一、关公精神形成的历史基础
任何一种文化现象的形成,都离不开其深厚的历史积淀。关公文化现象也是这样。关羽之所以会成为一种历史文化,形成一种强大的精神动力,具有其独具特色的历史背景。
首先,关羽的勇猛在《三国志》中有突出表现。
“白马之围”是《三国志·关羽传》较为成功地描写关羽英勇善战的故事之一:
建安五年,曹公东征,先主奔袁绍,曹公禽羽以归,拜为偏将军,礼之甚厚。绍遣大将颜良攻东郡太守刘延于白马,曹公使张辽及羽为先锋击之。羽望见良麾盖,策马刺良于万众之中,斩其首还,绍诸将莫能当者,遂解白马之围。
关羽在“白马之围”中的表现,是树立关羽英勇无畏形象的关键,也是后世之所以将关羽作为英雄看待的重要根据。在关公文化的形成过程中,这一历史事件被无限美化,成为关羽演变成武神的重要因素。
为了体现关羽的神勇,后世还将袁绍的另一员大将文丑的被杀,也写到了关羽的功劳簿上,如关汉卿《关张双赴西蜀梦》中张飞云:“我也曾鞭督邮,俺哥哥诛文丑,暗灭了车胄,虎牢关酣战温侯。”不但是戏剧、小说如此,不少学者也深信此说,如宋洪迈在其《容斋随笔》中曾说:“关羽手杀袁绍二将颜良、文丑于万众之中。”

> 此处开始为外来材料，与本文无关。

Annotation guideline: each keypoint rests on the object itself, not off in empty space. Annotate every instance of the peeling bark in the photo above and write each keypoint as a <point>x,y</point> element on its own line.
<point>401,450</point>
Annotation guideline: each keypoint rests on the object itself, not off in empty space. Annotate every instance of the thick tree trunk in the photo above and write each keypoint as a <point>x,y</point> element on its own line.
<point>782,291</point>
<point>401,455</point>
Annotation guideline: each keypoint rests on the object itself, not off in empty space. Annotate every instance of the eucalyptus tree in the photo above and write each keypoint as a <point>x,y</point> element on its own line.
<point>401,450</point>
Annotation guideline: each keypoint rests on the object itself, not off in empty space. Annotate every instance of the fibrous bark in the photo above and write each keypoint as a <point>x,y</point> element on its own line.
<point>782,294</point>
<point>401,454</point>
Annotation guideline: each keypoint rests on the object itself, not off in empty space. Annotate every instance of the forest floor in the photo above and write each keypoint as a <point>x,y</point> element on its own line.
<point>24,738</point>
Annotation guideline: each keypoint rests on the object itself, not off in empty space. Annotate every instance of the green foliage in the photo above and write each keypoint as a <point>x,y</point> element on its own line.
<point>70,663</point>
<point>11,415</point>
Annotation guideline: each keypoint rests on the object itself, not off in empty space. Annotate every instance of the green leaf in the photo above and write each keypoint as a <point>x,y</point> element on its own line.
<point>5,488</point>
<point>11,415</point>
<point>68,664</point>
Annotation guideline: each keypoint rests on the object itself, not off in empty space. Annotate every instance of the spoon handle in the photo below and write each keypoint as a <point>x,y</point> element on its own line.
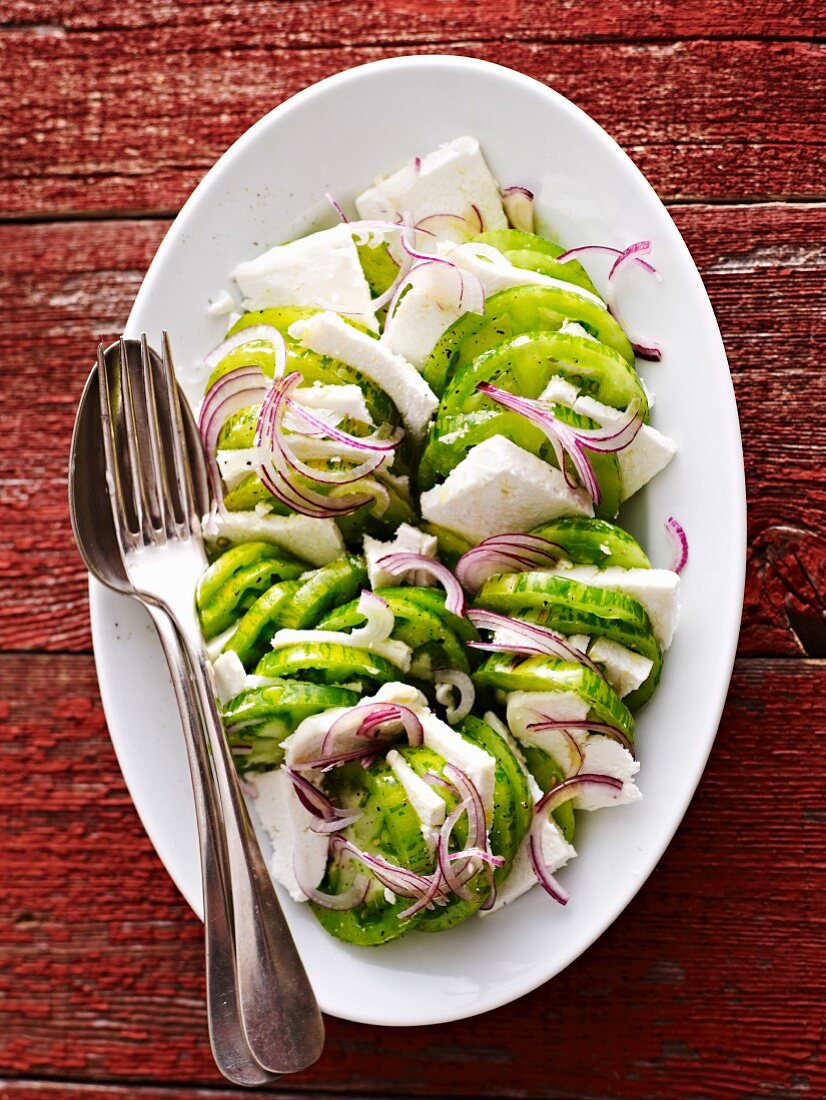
<point>226,1030</point>
<point>281,1016</point>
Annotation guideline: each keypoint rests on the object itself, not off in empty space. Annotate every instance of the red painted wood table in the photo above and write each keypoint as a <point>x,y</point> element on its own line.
<point>712,982</point>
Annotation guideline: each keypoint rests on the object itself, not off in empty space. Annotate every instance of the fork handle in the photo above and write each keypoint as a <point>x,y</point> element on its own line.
<point>226,1029</point>
<point>281,1016</point>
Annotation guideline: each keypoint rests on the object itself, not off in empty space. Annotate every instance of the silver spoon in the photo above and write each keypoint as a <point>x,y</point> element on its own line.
<point>91,520</point>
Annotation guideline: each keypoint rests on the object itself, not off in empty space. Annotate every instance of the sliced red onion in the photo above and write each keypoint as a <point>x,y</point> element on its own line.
<point>367,722</point>
<point>529,637</point>
<point>277,441</point>
<point>451,876</point>
<point>543,876</point>
<point>372,442</point>
<point>573,441</point>
<point>506,553</point>
<point>563,792</point>
<point>354,895</point>
<point>278,473</point>
<point>312,800</point>
<point>466,693</point>
<point>469,792</point>
<point>518,206</point>
<point>267,332</point>
<point>337,206</point>
<point>337,824</point>
<point>400,880</point>
<point>396,563</point>
<point>231,394</point>
<point>586,724</point>
<point>573,787</point>
<point>483,854</point>
<point>605,250</point>
<point>680,541</point>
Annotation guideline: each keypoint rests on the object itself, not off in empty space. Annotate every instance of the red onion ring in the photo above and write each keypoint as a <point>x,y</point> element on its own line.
<point>354,895</point>
<point>506,553</point>
<point>573,441</point>
<point>396,563</point>
<point>592,727</point>
<point>535,638</point>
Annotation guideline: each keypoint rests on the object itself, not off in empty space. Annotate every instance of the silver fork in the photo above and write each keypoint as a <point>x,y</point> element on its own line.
<point>158,528</point>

北伐襄阳,斩庞德、擒于禁,逼迫曹操欲迁许都而避之,是关羽一生另一重要战功。
《三国志》本传载:
(建安)二十四年,先主为汉中王,拜羽为前将军,假节钺。是岁,羽率众攻曹仁于樊。曹公遣于禁助仁。秋,大霖雨,汉水泛滥,禁所督七军皆没。禁降羽,羽又斩将军庞德。梁、陕、陆浑群盗或遥受羽印号,为之支党,羽威震华夏。曹公议徙许都以避其锐……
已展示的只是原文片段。